Una vez que se balacea al primer asaltante de caminos, el siguiente punto de interés en los viajes (en los Grandes, se entiende) es el encuentro decisivo. Casanova sube a una diligencia y cuál no será su sorpresa al ver a su paisano Lorenzo da Ponte, quien tiene un problemilla con el libreto sobre Don Juan que le escribe a Mozart. Casanova le da excelentes tips y el viaje se vuelve historia. En una época anterior a las agencias de prensa los viajes de veras ilustraban. La aburrida ciudad de Potsdam se volvió interesante cuando Voltaire se alojó en el castillo Sanssouci. Las celebridades eran sitios de interés. Hoy en día, si uno se llama Oriana Fallaci, viajar significa visitar a un conflictivo jefe de Estado, pero el pasajero común del Toluca de Mexicana de Aviación tiene que conformarse con lo que encuentre al lado, que en este caso fue un policía holandés.

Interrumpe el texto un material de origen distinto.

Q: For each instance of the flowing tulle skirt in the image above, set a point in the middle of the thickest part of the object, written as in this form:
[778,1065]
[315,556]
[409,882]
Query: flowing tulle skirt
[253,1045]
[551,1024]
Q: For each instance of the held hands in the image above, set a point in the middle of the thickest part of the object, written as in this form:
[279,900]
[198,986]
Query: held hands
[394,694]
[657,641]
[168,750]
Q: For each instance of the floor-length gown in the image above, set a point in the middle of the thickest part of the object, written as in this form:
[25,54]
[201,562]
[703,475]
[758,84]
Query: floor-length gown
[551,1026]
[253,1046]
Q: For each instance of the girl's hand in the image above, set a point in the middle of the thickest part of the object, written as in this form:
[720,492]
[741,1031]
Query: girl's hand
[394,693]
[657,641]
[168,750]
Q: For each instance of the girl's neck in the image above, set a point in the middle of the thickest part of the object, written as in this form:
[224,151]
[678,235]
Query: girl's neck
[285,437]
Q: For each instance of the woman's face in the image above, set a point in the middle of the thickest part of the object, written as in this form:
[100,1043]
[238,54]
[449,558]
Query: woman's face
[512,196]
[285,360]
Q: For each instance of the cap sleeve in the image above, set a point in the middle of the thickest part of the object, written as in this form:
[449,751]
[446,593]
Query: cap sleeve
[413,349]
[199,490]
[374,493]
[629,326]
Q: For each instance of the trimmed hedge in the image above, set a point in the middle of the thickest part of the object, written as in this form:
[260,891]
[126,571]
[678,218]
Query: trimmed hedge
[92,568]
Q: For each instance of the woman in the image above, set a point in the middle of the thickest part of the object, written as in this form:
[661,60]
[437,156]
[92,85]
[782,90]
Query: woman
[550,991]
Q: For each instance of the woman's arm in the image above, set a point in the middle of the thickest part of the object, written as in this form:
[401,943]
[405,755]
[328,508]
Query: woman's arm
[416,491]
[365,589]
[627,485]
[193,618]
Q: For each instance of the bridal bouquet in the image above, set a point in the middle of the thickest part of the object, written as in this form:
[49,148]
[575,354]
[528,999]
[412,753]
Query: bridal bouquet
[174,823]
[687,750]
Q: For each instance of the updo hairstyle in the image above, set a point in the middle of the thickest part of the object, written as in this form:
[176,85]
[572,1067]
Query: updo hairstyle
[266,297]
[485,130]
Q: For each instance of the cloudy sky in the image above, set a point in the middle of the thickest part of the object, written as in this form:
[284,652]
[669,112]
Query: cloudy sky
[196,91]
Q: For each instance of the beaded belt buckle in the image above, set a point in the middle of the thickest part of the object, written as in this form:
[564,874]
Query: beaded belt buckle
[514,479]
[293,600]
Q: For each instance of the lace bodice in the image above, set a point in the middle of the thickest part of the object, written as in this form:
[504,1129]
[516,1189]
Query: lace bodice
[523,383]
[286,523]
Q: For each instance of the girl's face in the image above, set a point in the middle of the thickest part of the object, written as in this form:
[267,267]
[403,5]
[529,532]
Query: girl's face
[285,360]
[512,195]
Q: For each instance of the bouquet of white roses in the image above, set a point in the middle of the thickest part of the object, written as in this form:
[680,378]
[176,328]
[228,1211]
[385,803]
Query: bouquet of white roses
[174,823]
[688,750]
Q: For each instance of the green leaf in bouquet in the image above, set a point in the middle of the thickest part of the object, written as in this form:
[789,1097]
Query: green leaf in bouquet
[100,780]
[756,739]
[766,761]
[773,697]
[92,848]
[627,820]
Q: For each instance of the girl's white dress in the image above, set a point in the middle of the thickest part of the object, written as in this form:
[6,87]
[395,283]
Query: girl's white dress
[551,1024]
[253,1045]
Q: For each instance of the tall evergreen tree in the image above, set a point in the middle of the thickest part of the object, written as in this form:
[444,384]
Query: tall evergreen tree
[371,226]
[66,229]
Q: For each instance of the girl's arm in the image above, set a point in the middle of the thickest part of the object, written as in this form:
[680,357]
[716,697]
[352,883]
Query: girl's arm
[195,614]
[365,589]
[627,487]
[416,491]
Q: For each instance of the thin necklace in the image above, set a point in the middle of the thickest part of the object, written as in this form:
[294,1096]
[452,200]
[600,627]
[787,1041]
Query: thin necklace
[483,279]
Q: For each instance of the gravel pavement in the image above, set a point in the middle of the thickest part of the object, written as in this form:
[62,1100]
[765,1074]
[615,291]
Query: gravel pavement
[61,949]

Traté de hablar del partido Eidhoven-Real Madrid, pero él desvió la conversación a la cultura maya. Era un experto en la ruta Puuc. Me habló de Tatiana Proskouriakoff y me hizo preguntas sobre los glifos mayas que por supuesto no pude responder.

El Toluca descendió sobre la península sin otra avería que la incierta clasificación que empezaba a cuajar en mi mente (la policía europea, tan brutal en las manifestaciones anti-nucleares, sueña en códices mayas). Por fortuna el perfecto aterrizaje del capitán Hidalgo me devolvió a la realidad.

Una bocanada de calor me recibió en la escalerilla. Mis zapatos rutilantes se encaminaron al suelo yucateco. Tierra firme, el paraíso donde los aviones se vuelven cartas.